ちなみに、楽天では、13年日本シリーズで星野仙一監督が見せた第5戦での則本の中継ぎ抜擢から、第7戦での田中将大(現・ヤンキース)のクローザー起用に至るまでの流れは、いまだに語り草。対戦した巨人ベンチを圧倒するほどの一体感で球場全体を覆った、あの異様なムードは、采配ひとつが観客の心をも大きく動かした瞬間でもあった。

「WBCで盛り上がったから言うわけではないですが、06年の第1回WBCでジャパンを率いた王貞治も、やっぱり名将です。中でも、準決勝・韓国戦での代打・福留孝介のホームランは出色。不振でスタメンを外されていた彼を、あんな場面であえて使うなんて、なかなかできることじゃない。あの一発がなければ、世界一にはなれなかったでしょう」(スポーツ紙中堅記者)

 そうしたベテラン勢の活躍は、WBCの歴史でもある。第2回WBCではイチローの決勝タイムリー。第4回大会でも、青木宣親(アストロズ)や内川聖一(ソフトバンク)といった、ベテランの一打が、何度も日本打線を勢いづかせていた。
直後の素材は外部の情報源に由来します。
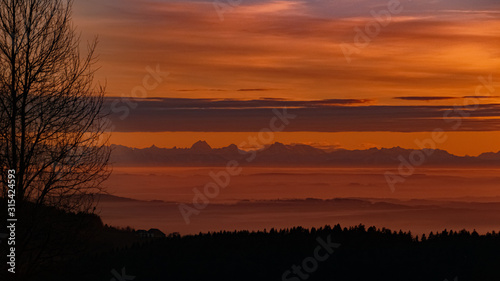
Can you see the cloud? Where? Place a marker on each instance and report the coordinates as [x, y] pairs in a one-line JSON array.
[[158, 103], [424, 98], [212, 115]]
小久保監督が“名将”かどうかはさておき、代打の出しどころ、ベテランの存在感が、戦局すらも大きく変えるのだ。

 反対に、若手の起用法に定評があるのは日本ハムの栗山英樹監督。「昨季の大逆転優勝で、さらに評価を高めましたが、やはり采配はうまいなと感じます。栗山さんとハムの選手たちには、どこか“あうんの呼吸”があるんです。ビジターの首位攻防戦で、いきなり1番に大谷翔平を起用するだけでも考えられないのに、その大谷自身が起用に応えて先頭打者ホームランを叩き込むなんて、漫画のような出来事が起きてしまうわけですよ」(日本ハム担当記者)

 栗山監督の采配に応じた選手の神がかり的活躍がなければ、最大11.5ゲーム差をひっくり返すことはできなかっただろう。「逆転されてしまったソフトバンクの工藤公康監督も日本一にはなっていますけど、彼の意外性ある思いつきに、選手が置いてきぼりを食らっている場面がしばしばある。去年は、そのあたりの差が順位になって現れたんじゃないかな、と思ったりもします」(前同)

 ちなみに、件の栗山監督は、広島との日本シリーズ第6戦では、2死満塁での中田翔の打席で、大谷をネクストに立たせることで“威圧”し、相手バッテリーから押し出し四球を誘うなど、心理戦でも試合巧者ぶりを発揮している。「ハンカチ王子」斎藤佑樹への偏愛など、理解し難い言動もあるが、そこは栗山監督の人情なのかもしれない。間違いなく今世紀を代表する名将の一人だ。